Graze By Sam has reopened successfully as an all-outdoor restaurant/bar and Zien’s Not Not Tacos stand in Grain & Grit’s Little Italy Food Hall is also now doing “solid” business since the hall reopened for takeout service, he said.
On Oct. 22, the partners opened their latest collaboration, Eats by Sam, which was tailor-made to ride out the pandemic for as long as necessary. Located in Seaport Village, Eats is essentially two takeout-only restaurant concepts — Samburgers and Samwiches — which sell their products only through third-party delivery apps and a walk-up computer kiosk at Seaport Village. Zien said a third takeout “Sam” brand will likely be added to the Eats mix around February.
The Eats businesses are being operated from the kitchen of the former Buster’s Beach House, an 8,000-square-foot shuttered restaurant at Seaport Village that Zien and Grain & Grit leased earlier this year. Their original plan was to renovate Buster’s and open a new full-service, sit-down restaurant. But that’s not feasible right now. So until the pandemic clouds lift, they’re using the Buster’s space as a ghost kitchen and a commercial commissary for Graze By Sam and Not Not Tacos, which are a mere 1-mile golf cart trip away.
Samburgers offers five burgers and one hot dog, with a choose-your-protein option and choice of add-on toppings and patties. Zien said the runaway best-seller so far is the Not So Basic Basic Burger.
Samwiches serves nine sandwiches, including a spicy Soyrizo torpedo, a bacon grilled cheese, a smoked club and a toasted shrimp salad sandwich. Zien’s favorite is the grilled pastrami Reuben, which is topped with cole slaw rather than the traditional sauerkraut.

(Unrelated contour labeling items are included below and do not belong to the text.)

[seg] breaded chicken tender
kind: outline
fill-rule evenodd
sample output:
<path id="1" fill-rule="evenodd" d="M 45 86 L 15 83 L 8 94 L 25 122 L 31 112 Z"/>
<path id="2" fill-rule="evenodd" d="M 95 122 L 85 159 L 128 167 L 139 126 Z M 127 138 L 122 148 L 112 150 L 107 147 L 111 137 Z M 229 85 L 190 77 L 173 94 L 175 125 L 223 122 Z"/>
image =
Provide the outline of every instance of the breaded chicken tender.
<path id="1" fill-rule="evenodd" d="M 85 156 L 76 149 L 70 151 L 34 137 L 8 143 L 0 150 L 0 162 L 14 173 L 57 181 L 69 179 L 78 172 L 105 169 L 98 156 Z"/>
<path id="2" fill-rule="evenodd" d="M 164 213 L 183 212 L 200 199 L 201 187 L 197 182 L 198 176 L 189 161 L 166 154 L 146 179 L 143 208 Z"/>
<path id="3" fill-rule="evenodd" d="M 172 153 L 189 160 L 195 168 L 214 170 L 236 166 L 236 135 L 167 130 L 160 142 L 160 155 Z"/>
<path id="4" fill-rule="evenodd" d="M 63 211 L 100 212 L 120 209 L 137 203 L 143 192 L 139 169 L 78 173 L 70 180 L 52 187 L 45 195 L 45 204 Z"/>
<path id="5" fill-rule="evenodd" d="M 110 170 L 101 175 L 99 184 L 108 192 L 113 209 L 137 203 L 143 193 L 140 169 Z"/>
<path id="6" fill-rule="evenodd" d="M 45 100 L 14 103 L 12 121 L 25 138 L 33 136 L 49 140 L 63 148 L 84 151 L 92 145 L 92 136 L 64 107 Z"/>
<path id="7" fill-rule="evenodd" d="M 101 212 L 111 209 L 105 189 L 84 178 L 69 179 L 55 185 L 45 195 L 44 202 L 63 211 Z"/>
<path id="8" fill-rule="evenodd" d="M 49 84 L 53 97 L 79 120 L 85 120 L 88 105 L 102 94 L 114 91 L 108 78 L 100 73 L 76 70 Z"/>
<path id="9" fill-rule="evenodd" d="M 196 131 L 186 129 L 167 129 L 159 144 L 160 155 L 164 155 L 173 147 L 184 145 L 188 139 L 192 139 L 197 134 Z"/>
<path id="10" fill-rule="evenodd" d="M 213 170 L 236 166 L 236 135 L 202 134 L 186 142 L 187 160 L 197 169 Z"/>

Sides for both Eats concepts include fries, tots, fried pickles, baked beans and three deli salads.
In the first week of business, Zien said 30 percent of sales were through third-party delivery apps like Grubhub and DoorDash and 70 percent of sales were to walk-up customers at Seaport Village, which has a lot of outdoor seating.
“Things are going swimmingly,” Zien said. “So far we’ve been embraced. People seem to be excited by what we’re offering.”
Another thing going well for Zien is the success of his YouTube cooking channel, which has grown from 1.5 million to 2.3 million subscribers since the pandemic began, as more Americans prepare most of their meals at home. That celebrity has helped bring new visitors into his restaurants, which he visits frequently to interact with customers and oversee operations. Zien and his wife, Kelly, live in Little Italy.